Почиркав плохими спичками, Тима с бормотанием затеплил свечной огрызок. Виден стал топчан, аккуратно крытый старым одеялом, табуретка и приличных размеров стопка книг в углу. Там же стояла и большая пластиковая бутыль с водой.
— Дня четыре отсидимся, — сказал Тима. — А то и все пять. А за пять дней знаешь сколько всего может случиться? Ого-го.
— Ого-го, — согласился Коля. — Холодно тут.
— А вот надень. — Тима вытащил из-под топчана большой бумажный пакет, порвал его. Подал Коле диковатый растянутый свитер. — Надевай-надевай, он чистый, из вошебойки. Вошебойка каждый месяц приезжает.
— Спасибо, — сказал Коля. — А как ты?
— Я-то привычный… Плохо будет, если они опять бациллу всем вживлять примутся, — сказал Тима. — Чешется после, мочи нет. И все, что ни ешь, солидолом воняет. Я эту бациллу знаешь как выводил?..

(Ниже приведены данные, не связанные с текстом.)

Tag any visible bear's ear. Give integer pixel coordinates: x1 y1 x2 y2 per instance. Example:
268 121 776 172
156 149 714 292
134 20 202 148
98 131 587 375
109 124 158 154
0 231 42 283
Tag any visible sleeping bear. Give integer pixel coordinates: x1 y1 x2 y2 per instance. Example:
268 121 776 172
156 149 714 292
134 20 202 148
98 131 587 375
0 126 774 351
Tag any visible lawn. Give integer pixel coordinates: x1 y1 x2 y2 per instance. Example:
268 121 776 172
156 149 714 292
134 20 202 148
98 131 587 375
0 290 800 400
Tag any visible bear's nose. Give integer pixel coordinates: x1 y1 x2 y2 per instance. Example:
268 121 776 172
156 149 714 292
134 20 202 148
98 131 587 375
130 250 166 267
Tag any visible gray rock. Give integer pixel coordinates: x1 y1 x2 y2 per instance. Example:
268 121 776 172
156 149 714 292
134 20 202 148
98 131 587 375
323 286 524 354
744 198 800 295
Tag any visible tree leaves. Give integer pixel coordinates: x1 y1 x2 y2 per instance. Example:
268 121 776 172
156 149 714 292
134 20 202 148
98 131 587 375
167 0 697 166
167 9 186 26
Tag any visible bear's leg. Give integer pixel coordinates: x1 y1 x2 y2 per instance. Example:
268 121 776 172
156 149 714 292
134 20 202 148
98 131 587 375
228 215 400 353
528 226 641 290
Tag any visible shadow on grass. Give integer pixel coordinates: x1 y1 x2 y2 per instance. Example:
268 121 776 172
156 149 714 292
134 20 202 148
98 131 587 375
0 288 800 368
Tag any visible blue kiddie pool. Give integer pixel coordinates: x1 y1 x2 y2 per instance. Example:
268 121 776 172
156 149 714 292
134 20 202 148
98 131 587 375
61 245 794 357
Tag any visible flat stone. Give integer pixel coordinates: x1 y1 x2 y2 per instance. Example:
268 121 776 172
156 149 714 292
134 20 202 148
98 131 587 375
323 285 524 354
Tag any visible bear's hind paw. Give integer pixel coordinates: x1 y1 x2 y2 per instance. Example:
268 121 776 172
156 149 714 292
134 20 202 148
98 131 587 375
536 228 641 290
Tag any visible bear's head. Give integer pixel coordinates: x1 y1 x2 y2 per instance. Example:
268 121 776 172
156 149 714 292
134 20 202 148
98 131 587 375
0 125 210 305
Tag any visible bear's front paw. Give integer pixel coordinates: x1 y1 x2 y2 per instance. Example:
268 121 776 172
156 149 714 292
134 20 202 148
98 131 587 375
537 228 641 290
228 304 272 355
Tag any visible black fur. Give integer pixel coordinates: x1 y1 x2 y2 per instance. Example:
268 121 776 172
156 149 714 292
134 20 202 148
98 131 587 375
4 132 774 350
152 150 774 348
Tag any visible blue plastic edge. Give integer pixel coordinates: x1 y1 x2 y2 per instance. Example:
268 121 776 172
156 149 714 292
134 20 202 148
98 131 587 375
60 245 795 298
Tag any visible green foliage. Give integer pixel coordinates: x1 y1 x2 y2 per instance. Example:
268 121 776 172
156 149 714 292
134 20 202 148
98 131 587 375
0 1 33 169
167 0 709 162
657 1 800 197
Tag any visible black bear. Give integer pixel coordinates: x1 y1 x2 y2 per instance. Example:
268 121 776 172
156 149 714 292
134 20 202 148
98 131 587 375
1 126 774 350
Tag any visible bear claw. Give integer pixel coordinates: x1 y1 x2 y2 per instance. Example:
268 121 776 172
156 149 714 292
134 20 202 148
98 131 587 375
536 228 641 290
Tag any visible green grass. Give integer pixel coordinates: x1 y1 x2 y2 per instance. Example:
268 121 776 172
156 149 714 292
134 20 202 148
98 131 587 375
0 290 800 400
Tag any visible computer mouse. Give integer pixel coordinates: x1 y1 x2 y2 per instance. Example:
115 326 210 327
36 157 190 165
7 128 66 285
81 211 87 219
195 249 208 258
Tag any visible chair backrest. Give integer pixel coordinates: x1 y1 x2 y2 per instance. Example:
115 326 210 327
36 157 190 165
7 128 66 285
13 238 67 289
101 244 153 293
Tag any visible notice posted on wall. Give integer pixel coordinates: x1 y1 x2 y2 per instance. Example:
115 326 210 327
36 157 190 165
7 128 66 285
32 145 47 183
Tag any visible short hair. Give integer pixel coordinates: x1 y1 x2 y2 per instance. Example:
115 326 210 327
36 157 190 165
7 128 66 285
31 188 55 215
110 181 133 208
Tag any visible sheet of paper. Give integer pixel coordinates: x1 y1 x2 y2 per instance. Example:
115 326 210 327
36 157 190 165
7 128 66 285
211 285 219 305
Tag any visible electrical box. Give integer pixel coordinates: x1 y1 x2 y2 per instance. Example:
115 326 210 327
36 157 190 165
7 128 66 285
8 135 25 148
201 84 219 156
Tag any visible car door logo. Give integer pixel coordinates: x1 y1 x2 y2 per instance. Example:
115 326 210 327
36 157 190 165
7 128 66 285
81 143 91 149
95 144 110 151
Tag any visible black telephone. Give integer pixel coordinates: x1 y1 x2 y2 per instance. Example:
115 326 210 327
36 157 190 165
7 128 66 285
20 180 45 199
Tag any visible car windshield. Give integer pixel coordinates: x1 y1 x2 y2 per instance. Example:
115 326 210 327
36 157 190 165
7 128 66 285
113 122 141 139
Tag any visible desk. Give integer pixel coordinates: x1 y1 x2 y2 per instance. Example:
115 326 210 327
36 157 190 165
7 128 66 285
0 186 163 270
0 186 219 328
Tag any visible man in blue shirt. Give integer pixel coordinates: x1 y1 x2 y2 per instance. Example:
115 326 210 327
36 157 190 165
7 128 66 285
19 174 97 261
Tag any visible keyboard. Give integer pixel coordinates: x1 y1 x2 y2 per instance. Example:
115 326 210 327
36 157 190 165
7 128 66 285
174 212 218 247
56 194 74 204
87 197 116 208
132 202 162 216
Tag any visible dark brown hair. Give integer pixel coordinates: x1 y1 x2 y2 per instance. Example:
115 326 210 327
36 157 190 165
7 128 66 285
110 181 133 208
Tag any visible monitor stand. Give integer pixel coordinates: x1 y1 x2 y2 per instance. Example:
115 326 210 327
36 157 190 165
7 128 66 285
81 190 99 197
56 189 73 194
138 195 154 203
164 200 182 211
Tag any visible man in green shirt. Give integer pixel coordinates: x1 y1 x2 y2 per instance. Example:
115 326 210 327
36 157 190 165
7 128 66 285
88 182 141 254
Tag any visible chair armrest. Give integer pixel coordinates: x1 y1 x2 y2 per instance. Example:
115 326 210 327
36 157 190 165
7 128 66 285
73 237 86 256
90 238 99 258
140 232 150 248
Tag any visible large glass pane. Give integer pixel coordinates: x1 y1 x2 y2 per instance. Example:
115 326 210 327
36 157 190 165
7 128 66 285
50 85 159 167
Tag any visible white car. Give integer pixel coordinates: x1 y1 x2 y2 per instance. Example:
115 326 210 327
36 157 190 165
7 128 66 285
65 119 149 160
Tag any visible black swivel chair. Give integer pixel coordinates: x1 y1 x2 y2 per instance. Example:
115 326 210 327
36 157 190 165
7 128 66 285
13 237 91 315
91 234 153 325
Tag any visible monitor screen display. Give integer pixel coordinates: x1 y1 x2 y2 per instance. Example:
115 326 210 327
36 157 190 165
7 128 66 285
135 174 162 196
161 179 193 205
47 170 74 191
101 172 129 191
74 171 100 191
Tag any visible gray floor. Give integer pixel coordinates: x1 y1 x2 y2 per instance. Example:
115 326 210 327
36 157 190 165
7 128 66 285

Он принялся рассказывать, как выводил бациллу, но Коля уже не слушал: поток мыслей, который он старательно сдерживал, гоняя по кругу идиотские шлягеры («Я хочу тебя так, и хочу тебя так, и вот так, и вот так, и вот так!» — специально разучивал!), — этот поток вдруг прорвался.
…понятно, что путч, но чей и почему, никаких предвестников, врешь, предвестники были, взять эти летние лагеря для старшеклассников, «перемарцалить марцалов», да, все к тому шло, но почему так ра?.. видимо, вот эта угроза вторжения, этот настрой на проигрыш в небе и реванш на земле, оно и послужило все к фальстарту, да, это фальстарт, ничего не готово, все изобретается на ходу, но уже ясно, ясно, что обратного пути нет, теперь только вперед, громоздя ошибки на ошибки и ошибками посыпая, дабы не скользить, и все-таки: что они будут делать потом, когда выяснится, что марцалы никуда не ушли и все в недоумении, куда это вы нас выпроваживаете и за что, «за что, Герасим, за что?» — сейчас уже не объяснить, какой это был смешной анекдот, все поменялось, ай да марцалы… если вдуматься, а у нас почему-то никак не хватало ни времени, ни смелости, чтобы вдуматься, — так вот, если вдуматься, марцалам мы должны памятник поставить, из какой они нас жопы вытащили, хоть и с корыстными целями, но все-таки из жопы… из жопы да на сковородку, такие дела, и даже если они уйдут, во что лично я не верю, но вдруг, — то мы уже никогда не будем прежними, мы прошли даже не через костры, а через какой-то мартен… а путч дурацкий, преждевременный, поэтому его и не засекли, поэтому он, как ни смешно, имеет шансы на успех, правда, продолжения не будет, но дров наломают крепко, и все же: кто это дернулся, кто, он стал вспоминать, кого Видел в этом «ООО ВПФ» (кстати, что за хрень, полузнакомое…), и вдруг сообразил, что все это были люди, занимающие какие-нибудь не самые последние посты в организациях и учреждениях, так или иначе обслуживающих марцалов, работающих на марцалов и формально или же неформально возглавляемых марцалами, он понимал, что видел слишком мало для ультимативных выводов — и все же доверял своей проверенной интуиции…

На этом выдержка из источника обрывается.